Alors que les projets de protection et de restauration de la nature peinent à trouver du financement, les banques continuent à financer massivement des activités hautement néfastes pour la nature, préviennent des expert·es. Une situation qui pourrait changer si les gouvernements mettent de la pression sur les banques.
Tandis que les négociations autour du financement public international pour la protection de la biodiversité s’enlisent à la 15e Conférence de l’ONU sur la biodiversité (COP15), le ministre canadien de l’Environnement Steven Guilbeault a invoqué que le financement « était le nerf de la guerre de cette COP ». Il a aussi rappelé que le financement privé aurait un grand rôle à jouer pour atteindre les objectifs de conservation.
Or, la majorité des banques et des fonds d’investissement qui contrôlent ce financement ont encore beaucoup de chemin à parcourir pour assainir leur impact sur la biodiversité, selon des spécialistes du sujet rassemblé·es jeudi à Montréal par le Collectif COP15.
« La meilleure façon et la plus rapide de financer la protection de la biodiversité c’est d’arrêter de financer sa destruction », rappelle Diego Creimer, directeur finance et biodiversité à Société pour la nature et les parcs (SNAP) Québec.
Simplement cesser de financer l’industrie pétrolière aurait un immense impact puisque celle-ci affecte grandement à la fois le climat et la biodiversité, rappelle-t-il. Cette industrie aurait reçu des banques 46 000 milliards $ US durant les six dernières années selon l’estimation de Banking on climate chaos.

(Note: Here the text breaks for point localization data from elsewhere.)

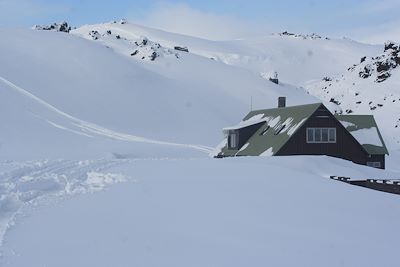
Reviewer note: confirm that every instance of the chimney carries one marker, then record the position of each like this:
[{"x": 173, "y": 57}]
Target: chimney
[{"x": 281, "y": 102}]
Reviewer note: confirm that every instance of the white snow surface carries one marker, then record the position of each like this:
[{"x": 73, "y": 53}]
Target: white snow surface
[
  {"x": 367, "y": 136},
  {"x": 81, "y": 115}
]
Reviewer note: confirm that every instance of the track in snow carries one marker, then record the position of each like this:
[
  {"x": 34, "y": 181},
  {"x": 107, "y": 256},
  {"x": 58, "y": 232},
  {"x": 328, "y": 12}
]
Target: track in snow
[
  {"x": 87, "y": 127},
  {"x": 28, "y": 182}
]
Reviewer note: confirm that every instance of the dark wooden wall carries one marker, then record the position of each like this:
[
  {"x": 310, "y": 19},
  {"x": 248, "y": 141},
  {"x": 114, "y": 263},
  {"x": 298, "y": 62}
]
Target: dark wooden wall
[{"x": 346, "y": 147}]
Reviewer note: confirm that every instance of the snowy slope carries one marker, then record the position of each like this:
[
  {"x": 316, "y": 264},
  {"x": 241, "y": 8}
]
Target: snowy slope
[
  {"x": 296, "y": 58},
  {"x": 80, "y": 114},
  {"x": 171, "y": 101},
  {"x": 371, "y": 86},
  {"x": 216, "y": 213}
]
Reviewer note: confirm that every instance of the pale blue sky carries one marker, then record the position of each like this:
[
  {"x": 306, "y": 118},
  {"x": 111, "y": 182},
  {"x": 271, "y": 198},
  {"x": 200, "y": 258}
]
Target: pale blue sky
[{"x": 366, "y": 20}]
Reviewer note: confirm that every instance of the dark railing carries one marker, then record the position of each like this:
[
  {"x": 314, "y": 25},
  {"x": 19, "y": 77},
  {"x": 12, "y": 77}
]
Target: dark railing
[{"x": 385, "y": 185}]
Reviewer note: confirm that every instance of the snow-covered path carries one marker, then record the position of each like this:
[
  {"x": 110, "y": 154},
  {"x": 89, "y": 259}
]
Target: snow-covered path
[
  {"x": 85, "y": 127},
  {"x": 27, "y": 182},
  {"x": 211, "y": 212}
]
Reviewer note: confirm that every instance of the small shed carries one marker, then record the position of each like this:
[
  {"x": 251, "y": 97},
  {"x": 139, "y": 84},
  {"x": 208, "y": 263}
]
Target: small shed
[{"x": 306, "y": 130}]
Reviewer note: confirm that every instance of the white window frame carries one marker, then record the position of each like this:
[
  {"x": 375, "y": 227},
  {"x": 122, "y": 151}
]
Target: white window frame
[
  {"x": 235, "y": 140},
  {"x": 321, "y": 129},
  {"x": 375, "y": 164}
]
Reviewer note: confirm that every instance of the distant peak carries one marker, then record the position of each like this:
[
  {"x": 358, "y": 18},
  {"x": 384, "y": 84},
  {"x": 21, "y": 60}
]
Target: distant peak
[
  {"x": 59, "y": 27},
  {"x": 312, "y": 36}
]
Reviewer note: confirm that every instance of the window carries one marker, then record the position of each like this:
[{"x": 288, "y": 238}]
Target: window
[
  {"x": 233, "y": 140},
  {"x": 310, "y": 135},
  {"x": 321, "y": 135},
  {"x": 375, "y": 164},
  {"x": 280, "y": 129}
]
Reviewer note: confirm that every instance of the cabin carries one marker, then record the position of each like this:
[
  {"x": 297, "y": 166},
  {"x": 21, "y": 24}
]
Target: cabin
[{"x": 305, "y": 130}]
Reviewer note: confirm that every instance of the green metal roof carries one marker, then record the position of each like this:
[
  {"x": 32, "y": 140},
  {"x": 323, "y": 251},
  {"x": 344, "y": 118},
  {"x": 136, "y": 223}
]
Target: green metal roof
[
  {"x": 280, "y": 124},
  {"x": 365, "y": 131}
]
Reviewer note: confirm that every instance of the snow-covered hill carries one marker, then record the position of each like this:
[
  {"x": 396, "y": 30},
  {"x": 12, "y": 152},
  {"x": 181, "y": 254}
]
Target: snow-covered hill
[
  {"x": 296, "y": 58},
  {"x": 371, "y": 86},
  {"x": 178, "y": 100},
  {"x": 110, "y": 103}
]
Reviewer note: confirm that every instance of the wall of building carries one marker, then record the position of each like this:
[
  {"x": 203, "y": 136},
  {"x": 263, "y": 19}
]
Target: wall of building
[{"x": 346, "y": 147}]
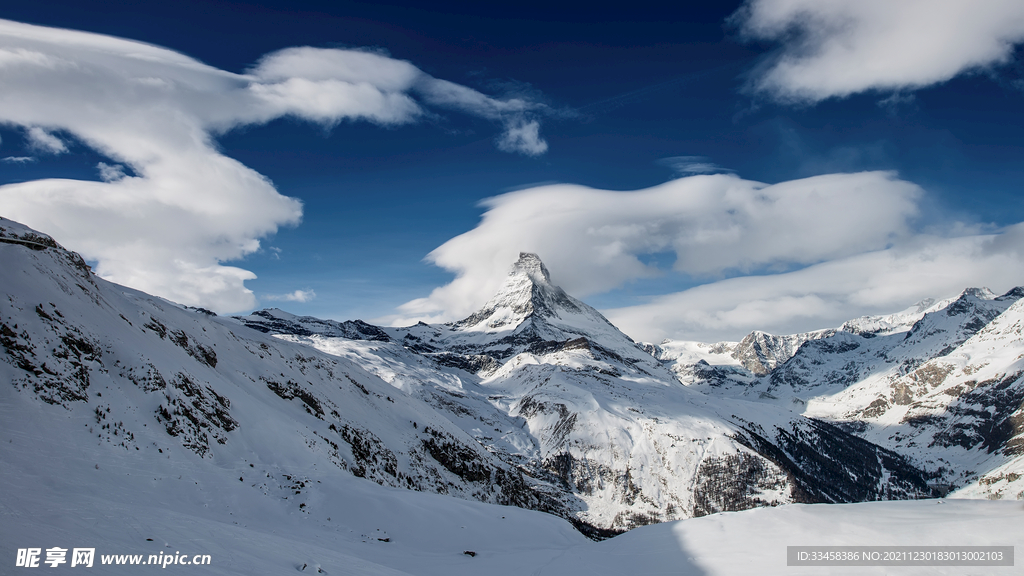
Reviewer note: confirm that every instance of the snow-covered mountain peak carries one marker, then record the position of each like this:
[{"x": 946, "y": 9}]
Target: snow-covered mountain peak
[
  {"x": 531, "y": 265},
  {"x": 527, "y": 291}
]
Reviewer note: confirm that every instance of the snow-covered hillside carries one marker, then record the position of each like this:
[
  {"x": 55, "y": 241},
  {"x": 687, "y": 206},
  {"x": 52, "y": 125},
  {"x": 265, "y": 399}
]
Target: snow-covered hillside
[
  {"x": 138, "y": 426},
  {"x": 940, "y": 383},
  {"x": 546, "y": 383}
]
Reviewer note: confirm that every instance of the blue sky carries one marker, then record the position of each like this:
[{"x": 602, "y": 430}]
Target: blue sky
[{"x": 624, "y": 99}]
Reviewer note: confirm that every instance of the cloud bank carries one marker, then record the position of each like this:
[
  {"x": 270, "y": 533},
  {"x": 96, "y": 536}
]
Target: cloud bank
[
  {"x": 593, "y": 240},
  {"x": 169, "y": 209},
  {"x": 296, "y": 296},
  {"x": 829, "y": 293},
  {"x": 834, "y": 48},
  {"x": 815, "y": 252}
]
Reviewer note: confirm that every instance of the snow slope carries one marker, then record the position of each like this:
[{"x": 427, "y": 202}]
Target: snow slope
[{"x": 546, "y": 383}]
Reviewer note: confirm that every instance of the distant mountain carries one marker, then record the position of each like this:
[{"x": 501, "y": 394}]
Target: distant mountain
[
  {"x": 139, "y": 426},
  {"x": 940, "y": 383},
  {"x": 548, "y": 384}
]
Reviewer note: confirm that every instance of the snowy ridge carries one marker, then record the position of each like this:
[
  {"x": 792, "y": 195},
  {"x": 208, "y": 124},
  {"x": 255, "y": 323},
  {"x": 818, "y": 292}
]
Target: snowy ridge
[
  {"x": 545, "y": 382},
  {"x": 138, "y": 426},
  {"x": 939, "y": 382},
  {"x": 147, "y": 376}
]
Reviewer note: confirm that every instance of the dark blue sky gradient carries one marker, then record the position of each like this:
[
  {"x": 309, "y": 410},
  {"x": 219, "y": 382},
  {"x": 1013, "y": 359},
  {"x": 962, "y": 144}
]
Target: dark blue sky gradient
[{"x": 634, "y": 84}]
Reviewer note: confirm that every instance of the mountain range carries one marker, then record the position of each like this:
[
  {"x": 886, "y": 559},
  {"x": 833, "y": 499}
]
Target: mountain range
[{"x": 536, "y": 401}]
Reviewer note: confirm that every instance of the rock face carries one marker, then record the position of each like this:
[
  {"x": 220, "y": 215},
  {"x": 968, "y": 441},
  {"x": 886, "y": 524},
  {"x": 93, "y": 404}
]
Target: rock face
[
  {"x": 535, "y": 401},
  {"x": 150, "y": 377},
  {"x": 940, "y": 383},
  {"x": 548, "y": 384}
]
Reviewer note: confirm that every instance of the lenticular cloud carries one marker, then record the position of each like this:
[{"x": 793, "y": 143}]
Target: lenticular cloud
[
  {"x": 837, "y": 47},
  {"x": 171, "y": 208},
  {"x": 593, "y": 240}
]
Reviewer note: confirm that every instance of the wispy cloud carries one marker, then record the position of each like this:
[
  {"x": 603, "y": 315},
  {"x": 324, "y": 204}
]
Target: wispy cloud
[
  {"x": 41, "y": 140},
  {"x": 296, "y": 296},
  {"x": 803, "y": 254},
  {"x": 110, "y": 173},
  {"x": 834, "y": 48},
  {"x": 592, "y": 239},
  {"x": 185, "y": 208},
  {"x": 828, "y": 293},
  {"x": 690, "y": 165}
]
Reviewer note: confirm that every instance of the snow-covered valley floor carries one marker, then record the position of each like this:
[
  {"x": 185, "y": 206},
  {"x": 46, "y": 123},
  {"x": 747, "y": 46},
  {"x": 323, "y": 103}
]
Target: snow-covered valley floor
[{"x": 54, "y": 495}]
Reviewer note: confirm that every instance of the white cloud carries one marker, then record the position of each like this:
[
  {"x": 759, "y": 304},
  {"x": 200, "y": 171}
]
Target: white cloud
[
  {"x": 296, "y": 296},
  {"x": 110, "y": 173},
  {"x": 41, "y": 140},
  {"x": 827, "y": 294},
  {"x": 591, "y": 239},
  {"x": 186, "y": 208},
  {"x": 849, "y": 240},
  {"x": 837, "y": 47},
  {"x": 523, "y": 137}
]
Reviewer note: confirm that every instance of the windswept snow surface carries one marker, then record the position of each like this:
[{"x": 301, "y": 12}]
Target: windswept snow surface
[
  {"x": 548, "y": 384},
  {"x": 132, "y": 425}
]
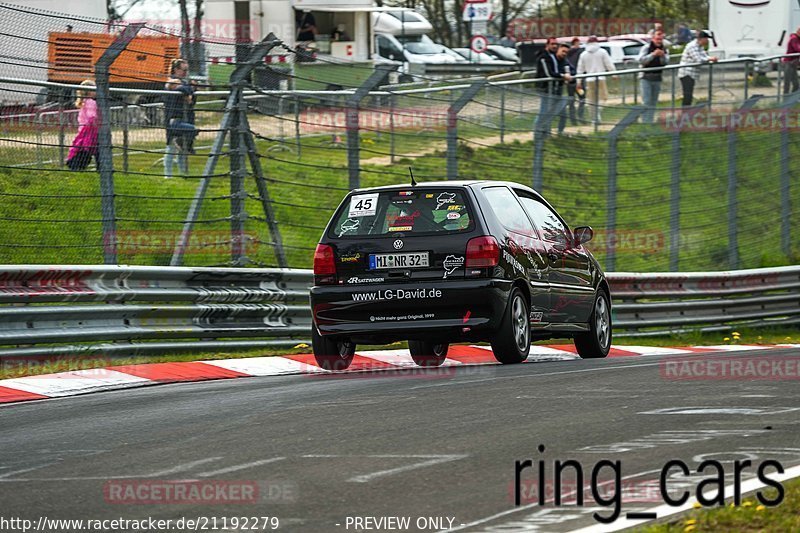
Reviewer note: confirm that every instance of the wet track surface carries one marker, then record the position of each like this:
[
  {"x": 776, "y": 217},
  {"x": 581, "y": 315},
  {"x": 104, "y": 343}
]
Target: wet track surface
[{"x": 437, "y": 444}]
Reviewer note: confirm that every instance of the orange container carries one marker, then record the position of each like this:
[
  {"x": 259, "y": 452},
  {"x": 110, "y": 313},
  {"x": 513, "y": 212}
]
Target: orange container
[{"x": 144, "y": 63}]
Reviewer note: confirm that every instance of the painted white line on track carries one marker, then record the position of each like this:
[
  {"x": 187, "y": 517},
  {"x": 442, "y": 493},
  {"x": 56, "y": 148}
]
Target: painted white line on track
[
  {"x": 70, "y": 383},
  {"x": 434, "y": 460},
  {"x": 265, "y": 366},
  {"x": 236, "y": 468},
  {"x": 23, "y": 470},
  {"x": 169, "y": 471},
  {"x": 665, "y": 510},
  {"x": 655, "y": 350}
]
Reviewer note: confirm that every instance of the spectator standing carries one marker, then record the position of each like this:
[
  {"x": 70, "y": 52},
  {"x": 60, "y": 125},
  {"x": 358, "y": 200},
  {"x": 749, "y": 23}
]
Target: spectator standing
[
  {"x": 790, "y": 64},
  {"x": 695, "y": 52},
  {"x": 564, "y": 75},
  {"x": 84, "y": 146},
  {"x": 179, "y": 118},
  {"x": 306, "y": 26},
  {"x": 652, "y": 55},
  {"x": 595, "y": 60},
  {"x": 575, "y": 87},
  {"x": 547, "y": 67}
]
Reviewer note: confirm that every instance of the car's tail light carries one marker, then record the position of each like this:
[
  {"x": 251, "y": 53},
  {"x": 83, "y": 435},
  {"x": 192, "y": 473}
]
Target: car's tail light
[
  {"x": 482, "y": 252},
  {"x": 324, "y": 264}
]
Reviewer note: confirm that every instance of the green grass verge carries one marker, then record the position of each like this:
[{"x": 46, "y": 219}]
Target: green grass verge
[
  {"x": 751, "y": 516},
  {"x": 51, "y": 216},
  {"x": 18, "y": 367}
]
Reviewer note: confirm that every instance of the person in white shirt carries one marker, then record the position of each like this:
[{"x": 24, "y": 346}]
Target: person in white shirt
[
  {"x": 652, "y": 55},
  {"x": 695, "y": 52},
  {"x": 594, "y": 60}
]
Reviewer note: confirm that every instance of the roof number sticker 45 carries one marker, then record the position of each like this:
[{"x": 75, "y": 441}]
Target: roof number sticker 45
[{"x": 363, "y": 205}]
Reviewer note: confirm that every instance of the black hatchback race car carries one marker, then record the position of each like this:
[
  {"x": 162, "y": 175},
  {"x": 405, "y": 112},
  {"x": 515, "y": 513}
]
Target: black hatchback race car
[{"x": 457, "y": 261}]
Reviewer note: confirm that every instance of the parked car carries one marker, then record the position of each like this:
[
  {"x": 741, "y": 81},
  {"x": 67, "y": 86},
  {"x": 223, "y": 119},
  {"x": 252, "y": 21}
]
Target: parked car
[
  {"x": 457, "y": 261},
  {"x": 506, "y": 53},
  {"x": 483, "y": 58},
  {"x": 623, "y": 53}
]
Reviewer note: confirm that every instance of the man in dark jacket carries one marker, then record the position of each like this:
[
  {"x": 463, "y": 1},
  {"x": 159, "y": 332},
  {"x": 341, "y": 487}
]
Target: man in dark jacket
[
  {"x": 651, "y": 56},
  {"x": 575, "y": 87},
  {"x": 555, "y": 66},
  {"x": 790, "y": 64},
  {"x": 179, "y": 118}
]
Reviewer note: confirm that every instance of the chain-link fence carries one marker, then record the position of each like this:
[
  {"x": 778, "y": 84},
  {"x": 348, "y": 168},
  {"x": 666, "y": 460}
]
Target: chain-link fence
[{"x": 702, "y": 188}]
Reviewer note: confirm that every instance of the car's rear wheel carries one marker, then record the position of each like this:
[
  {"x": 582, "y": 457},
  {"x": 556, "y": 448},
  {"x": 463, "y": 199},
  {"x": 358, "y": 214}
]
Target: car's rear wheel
[
  {"x": 426, "y": 353},
  {"x": 596, "y": 343},
  {"x": 512, "y": 342},
  {"x": 332, "y": 353}
]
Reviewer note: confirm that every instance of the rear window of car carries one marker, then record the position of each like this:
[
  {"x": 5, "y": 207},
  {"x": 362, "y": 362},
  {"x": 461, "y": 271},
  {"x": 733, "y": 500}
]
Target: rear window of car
[{"x": 414, "y": 211}]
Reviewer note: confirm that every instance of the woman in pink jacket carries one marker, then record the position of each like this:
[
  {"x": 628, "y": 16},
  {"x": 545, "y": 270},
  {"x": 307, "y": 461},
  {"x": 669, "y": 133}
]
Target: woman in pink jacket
[{"x": 84, "y": 146}]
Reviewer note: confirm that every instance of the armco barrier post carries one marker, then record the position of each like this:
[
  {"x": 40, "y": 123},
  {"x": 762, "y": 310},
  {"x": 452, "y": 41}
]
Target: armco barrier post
[
  {"x": 351, "y": 120},
  {"x": 104, "y": 143},
  {"x": 452, "y": 126},
  {"x": 611, "y": 202},
  {"x": 733, "y": 203},
  {"x": 239, "y": 75}
]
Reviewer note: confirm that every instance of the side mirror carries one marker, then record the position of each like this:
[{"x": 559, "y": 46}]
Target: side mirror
[{"x": 583, "y": 234}]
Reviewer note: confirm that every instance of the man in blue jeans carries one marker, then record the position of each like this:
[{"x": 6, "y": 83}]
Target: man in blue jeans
[
  {"x": 652, "y": 55},
  {"x": 179, "y": 118}
]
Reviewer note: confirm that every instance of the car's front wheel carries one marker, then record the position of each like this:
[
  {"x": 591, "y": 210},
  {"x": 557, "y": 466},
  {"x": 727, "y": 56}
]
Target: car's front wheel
[
  {"x": 596, "y": 343},
  {"x": 512, "y": 342},
  {"x": 426, "y": 353},
  {"x": 332, "y": 353}
]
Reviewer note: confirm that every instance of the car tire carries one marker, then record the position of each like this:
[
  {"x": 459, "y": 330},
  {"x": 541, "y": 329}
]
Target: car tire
[
  {"x": 332, "y": 353},
  {"x": 596, "y": 343},
  {"x": 512, "y": 342},
  {"x": 426, "y": 353}
]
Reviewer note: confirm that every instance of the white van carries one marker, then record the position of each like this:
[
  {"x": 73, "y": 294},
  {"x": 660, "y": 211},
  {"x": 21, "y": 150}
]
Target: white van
[
  {"x": 402, "y": 36},
  {"x": 752, "y": 28}
]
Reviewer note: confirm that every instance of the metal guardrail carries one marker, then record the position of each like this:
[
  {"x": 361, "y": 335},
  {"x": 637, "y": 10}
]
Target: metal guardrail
[
  {"x": 122, "y": 310},
  {"x": 49, "y": 310},
  {"x": 652, "y": 304}
]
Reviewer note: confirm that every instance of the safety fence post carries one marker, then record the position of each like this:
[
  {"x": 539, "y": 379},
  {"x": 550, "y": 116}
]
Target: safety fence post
[
  {"x": 733, "y": 202},
  {"x": 351, "y": 121},
  {"x": 541, "y": 130},
  {"x": 452, "y": 126},
  {"x": 675, "y": 203},
  {"x": 611, "y": 198},
  {"x": 104, "y": 141},
  {"x": 227, "y": 126},
  {"x": 786, "y": 207}
]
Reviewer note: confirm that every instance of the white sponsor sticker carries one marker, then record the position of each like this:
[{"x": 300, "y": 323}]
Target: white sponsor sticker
[
  {"x": 451, "y": 263},
  {"x": 363, "y": 205},
  {"x": 445, "y": 198}
]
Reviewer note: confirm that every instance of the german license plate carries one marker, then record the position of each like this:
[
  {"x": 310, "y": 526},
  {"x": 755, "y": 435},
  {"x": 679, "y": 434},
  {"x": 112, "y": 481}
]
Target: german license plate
[{"x": 403, "y": 260}]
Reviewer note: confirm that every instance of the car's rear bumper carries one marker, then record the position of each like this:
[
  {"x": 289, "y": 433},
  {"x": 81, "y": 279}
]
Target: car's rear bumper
[{"x": 410, "y": 310}]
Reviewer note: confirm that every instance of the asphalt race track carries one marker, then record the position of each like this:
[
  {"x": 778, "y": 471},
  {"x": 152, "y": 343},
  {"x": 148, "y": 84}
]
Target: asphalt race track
[{"x": 432, "y": 444}]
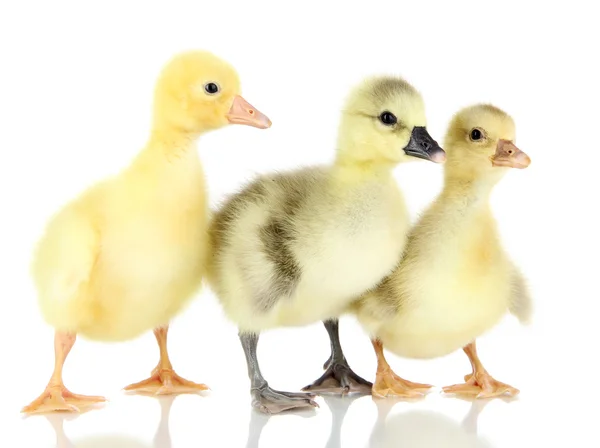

Un impact difficile à mesurer
Si on veut que les banques puissent améliorer l’impact de leurs investissements, il faut toutefois être capable de le mesurer, remarque le biologiste Dominique Gravel. « En matière de biodiversité, c’est tout un défi d’arriver à une mesure d’impact, » explique-t-il.
Plusieurs efforts sont présentement déployés pour améliorer ces connaissances, mais les compagnies, dont les banques, qui profitent de la perte de biodiversité ne contribuent que très peu à la collecte de données, explique-t-il. « Ce n’est pas un modèle qui est viable à long terme », prévient-il.
« La meilleure façon et la plus rapide de financer la protection de la biodiversité c’est d’arrêter de financer sa destruction. »
Diego Creimer, SNAP Québec
Si la collecte d’information sur l’impact des investissements est primordiale pour que les investisseur·euses puissent faire des choix éclairés lorsqu’ils et elles placent leur argent, attendre d’avoir les données pour agir n’est pas une solution non plus, prévient Andréanne Grimard, directrice de portefeuille d’investissement chez Colibri Catalyst.
« J’ai entendu beaucoup d’entreprises et de groupes d’entreprises durant la COP qui se cachent derrière le manque de données pour éviter de prendre action. Il y a plein de choses qui peuvent être faites maintenant et si l’on attend d’avoir les données il sera trop tard », dénonce-t-elle.
Elle mentionne notamment le financement de nouveaux procédés agricoles durables qui est souvent bloqué, particulièrement dans les pays en émergence, faute de pouvoir quantifier leurs effets.
Un changement qui viendra de l’extérieur
Bien qu’il y ait des initiatives en ce sens qui émanent du milieu financier, il faudra que les gouvernements fassent pression sur les banques pour qu’elles commencent à mesurer et éliminer l’impact de leurs actions sur la biodiversité, explique Alice Chipot, directrice générale de Regroupement pour la responsabilité sociale des entreprises. « En ce moment, il n’y a pas de sanction juridique suffisamment forte pour dissuader les entreprises et ceux qui les financent de détruire les milieux naturels », remarque-t-elle.
Une prise de conscience collective de l’impact de nos investissements sera aussi nécessaire, rappelle Diego Creimer. « La journée où les parents comprendront que les régimes d’épargne-études qu’ils créent pour l’avenir de leurs enfants détruisent cet avenir et qu’ils demanderont que ça cesse, on aura un bon bout de chemin de fait », conclut-il.